Una formalità, ecco cosa sono queste partite. Sei scarico. Già hai negli occhi il saluto ai tifosi per l'ultima in casa, tra meno di un mese ormai, poi la cena di squadra, forse parlerai di rinnovo, quindi le vacanze con tua moglie, magari in Sardegna, perché no. Sei incanalato nella corsia del finale di stagione, superstrada ai cui margini il paesaggio è piuttosto monotono. Non brullo, non arido, ma sempre uguale. Tutto è avvolto da quel retrogusto amaro che sa vagamente di malinconia. No, non ce la fai a vivere questo finale di stagione con l'ansia di chi sa che il meglio deve ancora venire. Perchè quello di questo Giugno sarà un altro Europeo che non giocherai. Lo sai perfettamente. I casi sono due: o hai scelto il ruolo sbagliato, o hai sbagliato paese natale. Per entrare tra i pali azzurri c'è la fila da sempre. Da anni il numero uno, il campione del Mondo, di farsi da parte non ne vuole proprio sapere. E come se non bastasse, ogni anno sbuca un suo erede che ha almeno dieci anni in meno di te. Pensi spesso a tutti quegli anni da titolare nell'Under che ti avevano fatto ben sperare. Poi ti guardi intorno, e sembra che tutti ti ignorino da tempo. Ci pensi e stai male.

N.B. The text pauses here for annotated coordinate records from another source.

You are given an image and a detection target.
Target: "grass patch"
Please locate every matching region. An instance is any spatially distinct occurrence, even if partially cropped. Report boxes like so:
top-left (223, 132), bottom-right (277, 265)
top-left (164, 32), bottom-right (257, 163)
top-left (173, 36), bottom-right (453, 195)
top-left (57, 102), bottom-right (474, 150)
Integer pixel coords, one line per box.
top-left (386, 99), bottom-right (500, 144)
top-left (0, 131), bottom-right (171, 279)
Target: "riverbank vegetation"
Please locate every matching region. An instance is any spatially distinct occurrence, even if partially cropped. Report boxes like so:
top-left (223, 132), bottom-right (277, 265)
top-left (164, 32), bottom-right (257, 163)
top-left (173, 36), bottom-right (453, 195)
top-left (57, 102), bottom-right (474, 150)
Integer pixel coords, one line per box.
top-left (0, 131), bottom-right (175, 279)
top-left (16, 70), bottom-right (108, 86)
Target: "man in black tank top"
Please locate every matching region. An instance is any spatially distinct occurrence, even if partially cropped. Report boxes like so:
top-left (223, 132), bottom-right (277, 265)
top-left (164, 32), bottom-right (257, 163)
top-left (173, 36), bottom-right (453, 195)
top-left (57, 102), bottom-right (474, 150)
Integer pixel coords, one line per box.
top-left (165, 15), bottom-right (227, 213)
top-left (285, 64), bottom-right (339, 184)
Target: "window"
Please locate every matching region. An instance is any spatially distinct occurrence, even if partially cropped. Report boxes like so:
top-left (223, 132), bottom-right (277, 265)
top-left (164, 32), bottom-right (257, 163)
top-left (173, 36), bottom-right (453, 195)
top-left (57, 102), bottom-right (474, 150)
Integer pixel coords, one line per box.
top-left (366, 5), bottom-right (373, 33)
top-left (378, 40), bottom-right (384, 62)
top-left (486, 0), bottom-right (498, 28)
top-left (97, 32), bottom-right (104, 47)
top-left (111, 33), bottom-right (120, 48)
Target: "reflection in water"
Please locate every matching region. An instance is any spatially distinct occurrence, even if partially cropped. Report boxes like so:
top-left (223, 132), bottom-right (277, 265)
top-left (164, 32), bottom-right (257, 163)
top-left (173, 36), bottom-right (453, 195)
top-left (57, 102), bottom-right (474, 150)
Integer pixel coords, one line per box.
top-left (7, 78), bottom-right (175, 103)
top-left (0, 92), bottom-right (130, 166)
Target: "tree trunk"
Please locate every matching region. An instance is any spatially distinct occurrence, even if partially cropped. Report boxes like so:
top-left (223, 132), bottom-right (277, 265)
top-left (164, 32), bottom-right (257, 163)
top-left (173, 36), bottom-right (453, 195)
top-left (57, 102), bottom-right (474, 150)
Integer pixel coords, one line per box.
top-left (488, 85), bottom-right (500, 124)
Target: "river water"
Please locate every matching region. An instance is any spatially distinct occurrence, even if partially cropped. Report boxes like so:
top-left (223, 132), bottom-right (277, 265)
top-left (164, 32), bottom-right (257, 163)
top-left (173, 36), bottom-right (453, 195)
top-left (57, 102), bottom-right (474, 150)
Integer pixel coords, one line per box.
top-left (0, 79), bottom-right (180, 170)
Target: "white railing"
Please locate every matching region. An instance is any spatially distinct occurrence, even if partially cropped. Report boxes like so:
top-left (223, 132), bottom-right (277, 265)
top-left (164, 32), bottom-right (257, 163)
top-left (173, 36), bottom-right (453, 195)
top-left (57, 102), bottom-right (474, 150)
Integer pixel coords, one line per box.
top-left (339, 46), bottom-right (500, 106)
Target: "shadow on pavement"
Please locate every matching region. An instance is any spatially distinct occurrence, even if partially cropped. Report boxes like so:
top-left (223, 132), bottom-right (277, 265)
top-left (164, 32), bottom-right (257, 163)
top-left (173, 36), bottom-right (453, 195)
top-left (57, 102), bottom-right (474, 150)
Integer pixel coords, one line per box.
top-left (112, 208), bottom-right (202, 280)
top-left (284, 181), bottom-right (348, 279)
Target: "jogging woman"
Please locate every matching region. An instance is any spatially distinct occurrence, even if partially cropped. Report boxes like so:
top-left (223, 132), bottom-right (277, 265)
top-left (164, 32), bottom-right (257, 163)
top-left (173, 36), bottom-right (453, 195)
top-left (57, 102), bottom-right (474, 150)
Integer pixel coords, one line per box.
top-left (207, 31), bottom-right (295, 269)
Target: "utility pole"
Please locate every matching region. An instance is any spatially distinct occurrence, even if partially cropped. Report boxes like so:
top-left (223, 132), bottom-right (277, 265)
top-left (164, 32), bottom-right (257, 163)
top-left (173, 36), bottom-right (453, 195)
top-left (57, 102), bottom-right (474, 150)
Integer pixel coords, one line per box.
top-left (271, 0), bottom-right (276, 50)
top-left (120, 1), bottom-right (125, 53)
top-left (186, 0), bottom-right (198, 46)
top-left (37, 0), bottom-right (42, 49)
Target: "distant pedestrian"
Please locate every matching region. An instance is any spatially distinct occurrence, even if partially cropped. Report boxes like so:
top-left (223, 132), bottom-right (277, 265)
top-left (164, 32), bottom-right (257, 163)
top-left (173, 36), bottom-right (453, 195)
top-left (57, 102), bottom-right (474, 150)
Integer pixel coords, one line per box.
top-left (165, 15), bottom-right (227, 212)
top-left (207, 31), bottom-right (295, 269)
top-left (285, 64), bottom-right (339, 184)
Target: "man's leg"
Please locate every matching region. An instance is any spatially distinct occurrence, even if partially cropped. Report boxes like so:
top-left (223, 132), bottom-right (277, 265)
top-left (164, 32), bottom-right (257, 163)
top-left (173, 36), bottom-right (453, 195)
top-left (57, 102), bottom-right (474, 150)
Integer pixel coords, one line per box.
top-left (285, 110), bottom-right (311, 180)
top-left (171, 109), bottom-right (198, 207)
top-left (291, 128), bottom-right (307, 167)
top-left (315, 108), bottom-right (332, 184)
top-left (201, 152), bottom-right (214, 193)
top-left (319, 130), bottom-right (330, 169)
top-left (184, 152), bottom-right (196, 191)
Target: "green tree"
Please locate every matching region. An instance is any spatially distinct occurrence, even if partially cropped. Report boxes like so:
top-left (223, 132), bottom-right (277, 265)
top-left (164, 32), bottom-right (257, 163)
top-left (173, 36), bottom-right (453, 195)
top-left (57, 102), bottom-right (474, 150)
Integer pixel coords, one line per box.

Ora ti stanno chiamando in causa, questa palla che sobbalza nel prato del Franchi è proprio per te, ma in un contesto più ampio è vero: si sono dimenticati delle tue parate, del tuo talento. Sarà stata una questione di qualità? Eppure il tuo mestiere l'hai sempre fatto, e bene. Mai una parola fuori posto, testa bassa e parare. Non vai in disco la sera, non fai la vita mondana, non sei sociopatico e non hai milioni di followers su Instagram. Sarà forse proprio per questo che la gente ti ignora? Cosa sia andato storto, oramai non ricordi più bene.

Questa sfera te l'hanno passata, rotola veloce, non perfetta (il campo fa un po' schifo), è tua, e la dovrai pur calciare. Non sarà certo questo pallone a cambiare l'inesorabile flusso delle cose, ma tutto sommato l'altra faccia della medaglia ti dice che stai bene. Del resto, questo passaggio non è altro che un ennesimo segnale della fiducia che la difesa ripone nei tuoi confronti. Nel suo piccolo è una consolazione, l'aver sempre trovato un ambiente in cui essere visti come un punto fermo, seppur lontano dalle luci della ribalta. Sì, un punto fermo in un microcosmo di provincia, Bergamo prima e Reggio Emilia poi. La palla è oramai di fronte a te, la vuoi calciare. Una formalità. L'ennesima, da portiere pieno di esperienza di una squadra così coriacea, che sta mettendo alle strette una grande. Una formalità.

E invece la palla l'hai goffamente accarezzata con l'interno, con troppa sicumera. Scivola alle spalle. Nulla la fermerà nella sua lenta ed inesorabile marcia verso la tua rete. Giri lo sguardo dall'altra parte, come per evitare una scena di morte cruenta al cinema. Come per distogliere l'attenzione da un amico che vomita, perché al solo guardarlo salirebbe un conato anche a te. Come per far finta che non stia realmente accadendo davanti ai tuoi occhi. Mani tra i capelli. Fissi lo stupido cartellone della Tim, stampato tutto storto solo per farlo sembrare dritto agli occhi delle telecamere.

Una formalità? O una questione di qualità? Non ricordi più bene.